People gather at the scene where one Steven Luyomba,50, his wife Doreen Nafula, 35 & their 3 children were burnt to death as they slept after the fire tore through their house in Yoka zone in Bukasa parish, Makindye Division in Kampala. Photo | Sylvia Katushabe

What you need to know:

The issue: Candle fires

Our view:  What is needed is for the government to make solar affordable to all. Ban candles today and work on making solar and other clean energy solutions affordable for all

Steven Luyomba, his wife Doreen Nafula, and their children Sumei Lubega, Edith Naiga, and Andrew on Tuesday evening retired for the night in their home at Yoka zone in Bukasa Parish, Makindye Division in Kampala to what was supposed to be the universally acclaimed ‘sweetest thing.’ But that sleep turned into the worst nightmare as they were disrupted by a fire in their home and lost all desperate battles to escape – it claimed their lives.

Luyomba and his family became just another statistic in the grim epitaph of fire victims in this country. They had been reduced to charred remains by just a tiny piece of energy item called a candle. Where bullets kill in violent times, the candle has arguably become one of the single most devastating killer “weapon” in peaceful times, “attacking” and taking lives and causing loss of property worth billions of shillings annually in the country.

While there are no official figures readily available on the number of victims of fires started by candles, there is enough evidence to call for serious attention on how to move away from reliance or even any use of this wax substance.
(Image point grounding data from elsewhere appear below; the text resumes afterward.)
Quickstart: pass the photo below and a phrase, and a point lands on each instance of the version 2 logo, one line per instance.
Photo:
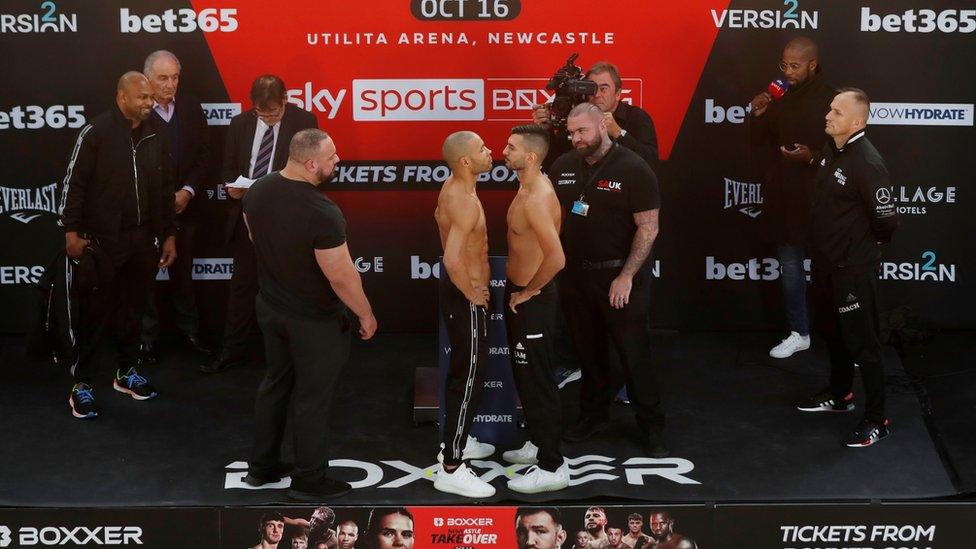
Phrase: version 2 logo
(49, 20)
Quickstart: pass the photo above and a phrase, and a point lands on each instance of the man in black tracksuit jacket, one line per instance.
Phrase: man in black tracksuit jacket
(852, 214)
(118, 195)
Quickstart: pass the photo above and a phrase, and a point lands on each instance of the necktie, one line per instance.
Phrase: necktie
(263, 163)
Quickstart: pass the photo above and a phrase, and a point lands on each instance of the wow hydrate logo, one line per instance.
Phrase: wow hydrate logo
(921, 114)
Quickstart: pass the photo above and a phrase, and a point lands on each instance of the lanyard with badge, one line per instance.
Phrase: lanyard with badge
(580, 207)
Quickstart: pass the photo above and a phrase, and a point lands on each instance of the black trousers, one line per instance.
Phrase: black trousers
(116, 307)
(304, 360)
(844, 307)
(240, 323)
(467, 330)
(181, 289)
(593, 326)
(531, 348)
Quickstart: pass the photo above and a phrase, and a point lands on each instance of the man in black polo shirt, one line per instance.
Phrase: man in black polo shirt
(611, 202)
(852, 214)
(299, 235)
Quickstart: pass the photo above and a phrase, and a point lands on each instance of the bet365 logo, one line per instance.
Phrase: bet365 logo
(179, 20)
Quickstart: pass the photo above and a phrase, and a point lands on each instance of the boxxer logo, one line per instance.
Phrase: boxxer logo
(74, 536)
(387, 474)
(179, 20)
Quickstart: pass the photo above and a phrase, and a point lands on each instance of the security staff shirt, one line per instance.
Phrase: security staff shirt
(615, 188)
(288, 221)
(853, 208)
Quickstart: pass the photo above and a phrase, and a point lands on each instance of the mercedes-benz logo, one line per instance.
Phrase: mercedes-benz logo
(883, 195)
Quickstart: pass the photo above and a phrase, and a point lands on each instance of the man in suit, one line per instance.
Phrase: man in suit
(257, 144)
(186, 127)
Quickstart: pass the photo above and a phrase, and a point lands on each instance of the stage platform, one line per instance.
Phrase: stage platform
(733, 433)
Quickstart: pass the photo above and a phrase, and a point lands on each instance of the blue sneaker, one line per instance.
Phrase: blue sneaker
(564, 377)
(134, 385)
(622, 396)
(82, 402)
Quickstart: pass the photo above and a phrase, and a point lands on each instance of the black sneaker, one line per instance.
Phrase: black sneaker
(322, 490)
(867, 433)
(82, 402)
(584, 429)
(826, 402)
(134, 385)
(260, 478)
(655, 445)
(147, 353)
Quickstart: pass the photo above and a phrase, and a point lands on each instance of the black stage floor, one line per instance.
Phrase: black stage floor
(733, 433)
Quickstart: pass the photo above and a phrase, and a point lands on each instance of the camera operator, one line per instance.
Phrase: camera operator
(627, 125)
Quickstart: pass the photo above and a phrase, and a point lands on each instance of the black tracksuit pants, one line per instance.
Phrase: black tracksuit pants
(117, 306)
(467, 330)
(845, 313)
(593, 326)
(304, 359)
(530, 347)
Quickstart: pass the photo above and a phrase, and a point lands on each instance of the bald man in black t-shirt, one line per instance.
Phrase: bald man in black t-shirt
(307, 280)
(611, 204)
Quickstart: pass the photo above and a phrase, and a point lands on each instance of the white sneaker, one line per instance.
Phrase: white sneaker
(463, 482)
(472, 450)
(527, 454)
(537, 480)
(792, 344)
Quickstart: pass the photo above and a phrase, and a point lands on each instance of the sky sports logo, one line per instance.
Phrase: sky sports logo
(463, 99)
(921, 114)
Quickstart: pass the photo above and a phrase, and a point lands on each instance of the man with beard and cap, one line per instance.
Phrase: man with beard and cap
(611, 206)
(791, 131)
(595, 524)
(271, 529)
(635, 534)
(307, 281)
(539, 528)
(118, 196)
(463, 301)
(663, 535)
(347, 534)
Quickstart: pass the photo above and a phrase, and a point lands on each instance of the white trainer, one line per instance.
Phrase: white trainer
(527, 454)
(472, 450)
(792, 344)
(537, 480)
(463, 482)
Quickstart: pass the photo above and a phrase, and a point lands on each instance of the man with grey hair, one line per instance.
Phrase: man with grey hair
(611, 206)
(853, 214)
(307, 281)
(185, 125)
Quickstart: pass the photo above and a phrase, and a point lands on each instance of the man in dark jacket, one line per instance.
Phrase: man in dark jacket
(627, 125)
(792, 128)
(118, 195)
(257, 144)
(852, 214)
(183, 120)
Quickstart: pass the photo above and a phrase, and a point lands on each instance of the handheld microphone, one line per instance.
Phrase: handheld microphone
(777, 88)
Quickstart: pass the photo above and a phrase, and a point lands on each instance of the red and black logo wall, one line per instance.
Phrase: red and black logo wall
(389, 82)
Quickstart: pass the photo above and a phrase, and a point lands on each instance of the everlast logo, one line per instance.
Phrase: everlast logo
(26, 205)
(746, 197)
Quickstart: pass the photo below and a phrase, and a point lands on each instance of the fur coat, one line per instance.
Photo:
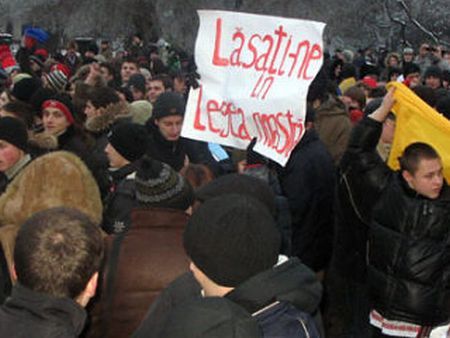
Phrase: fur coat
(55, 179)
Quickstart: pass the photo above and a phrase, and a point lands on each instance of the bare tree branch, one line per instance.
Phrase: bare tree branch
(431, 34)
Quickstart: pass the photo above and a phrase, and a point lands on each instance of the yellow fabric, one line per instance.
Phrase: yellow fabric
(418, 122)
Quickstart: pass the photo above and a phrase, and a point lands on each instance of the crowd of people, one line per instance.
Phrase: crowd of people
(113, 225)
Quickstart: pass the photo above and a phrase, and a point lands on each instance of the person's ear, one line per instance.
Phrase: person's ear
(408, 177)
(14, 273)
(91, 286)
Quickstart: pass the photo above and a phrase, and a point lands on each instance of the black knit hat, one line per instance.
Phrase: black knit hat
(433, 71)
(25, 88)
(137, 81)
(232, 238)
(129, 139)
(168, 104)
(13, 131)
(158, 185)
(238, 184)
(211, 317)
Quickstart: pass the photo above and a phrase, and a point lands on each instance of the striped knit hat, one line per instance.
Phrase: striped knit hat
(158, 185)
(57, 80)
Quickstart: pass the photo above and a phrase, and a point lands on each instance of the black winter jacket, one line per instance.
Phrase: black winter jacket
(290, 282)
(308, 181)
(174, 153)
(31, 314)
(409, 235)
(121, 199)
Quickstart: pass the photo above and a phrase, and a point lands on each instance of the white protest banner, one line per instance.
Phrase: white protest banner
(255, 72)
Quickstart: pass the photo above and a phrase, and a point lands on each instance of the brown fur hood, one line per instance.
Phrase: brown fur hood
(43, 141)
(108, 116)
(55, 179)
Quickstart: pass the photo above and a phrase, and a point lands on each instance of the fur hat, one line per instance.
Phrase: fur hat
(13, 131)
(57, 80)
(168, 104)
(129, 140)
(232, 238)
(141, 111)
(433, 71)
(211, 317)
(158, 185)
(24, 89)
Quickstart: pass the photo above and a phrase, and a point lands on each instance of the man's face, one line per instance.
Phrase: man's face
(115, 159)
(137, 94)
(90, 110)
(424, 50)
(128, 69)
(433, 82)
(413, 79)
(170, 127)
(104, 72)
(428, 178)
(387, 134)
(54, 120)
(155, 89)
(393, 61)
(179, 85)
(408, 57)
(9, 155)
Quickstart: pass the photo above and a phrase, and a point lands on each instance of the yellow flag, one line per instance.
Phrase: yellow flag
(416, 121)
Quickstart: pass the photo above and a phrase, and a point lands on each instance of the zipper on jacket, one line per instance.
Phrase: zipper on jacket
(302, 322)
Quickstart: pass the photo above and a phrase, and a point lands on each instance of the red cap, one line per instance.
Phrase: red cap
(370, 82)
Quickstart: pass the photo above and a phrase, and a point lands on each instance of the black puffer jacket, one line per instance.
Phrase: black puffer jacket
(31, 314)
(291, 281)
(120, 200)
(174, 153)
(308, 181)
(409, 237)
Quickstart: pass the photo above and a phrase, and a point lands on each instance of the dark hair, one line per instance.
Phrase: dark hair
(101, 97)
(414, 153)
(410, 68)
(165, 79)
(110, 68)
(197, 174)
(22, 111)
(57, 251)
(130, 59)
(443, 106)
(426, 93)
(357, 94)
(319, 87)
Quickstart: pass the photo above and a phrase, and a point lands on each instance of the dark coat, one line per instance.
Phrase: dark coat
(291, 281)
(333, 126)
(174, 153)
(98, 128)
(409, 261)
(31, 314)
(308, 181)
(140, 264)
(120, 200)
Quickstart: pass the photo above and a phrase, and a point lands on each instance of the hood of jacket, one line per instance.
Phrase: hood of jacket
(332, 106)
(290, 281)
(107, 117)
(65, 314)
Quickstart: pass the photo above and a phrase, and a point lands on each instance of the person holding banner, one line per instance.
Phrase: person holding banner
(408, 218)
(166, 144)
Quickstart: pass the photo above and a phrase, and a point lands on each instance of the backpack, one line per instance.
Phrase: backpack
(282, 319)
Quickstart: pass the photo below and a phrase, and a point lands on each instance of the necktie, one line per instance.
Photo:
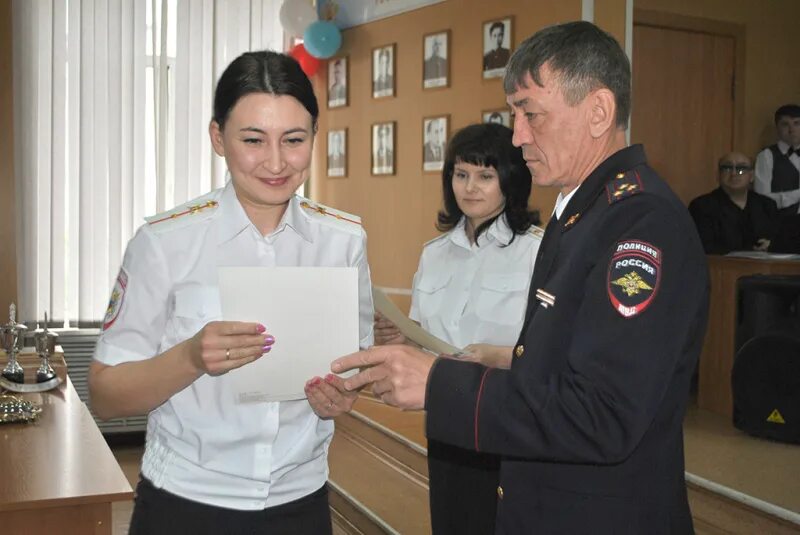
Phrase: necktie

From the lowest village setting to modern city abodes, candles know no class. Like the makeshift kereone lamp (tadoba) that dominated nightlife in the yesteryear, the candle is almost indispensable to most homes in a country where even those living a stone’s throw away from power generation plants such as in Jinja endure intermittent power cuts.

Several fire incidents in schools that have claimed lives and caused huge losses in property destroyed have been blamed on candles. Yet solar energy offers safer alternative to the candle. What is lacking is the needed deliberate effort from the government to effect lifelong change from candle to solar.

Concerned authorities such as Parliament need to look into this. At a time governments are spending billions in conferences to discuss clean energy solutions, it should be embarrassing that tadoba and candles are still lit in homes and causing deadly fires.

A government that keeps losing its citizens and their property to fires must at some point ask itself the big question – until when? For the country, that moment was yesterday. And today is the time to say enough is enough with the candles.

A total ban on candles is needed to kick-start a clean energy revolution and save lives of the citizens and their property. Giving incentives that promote affordable energy solutions is one way to go about it. Moreover, the country is already dotted with so many solar energy providers. What is needed is for the government to make solar affordable to all.

Ban candles today and work on making solar and other clean energy solutions affordable for all.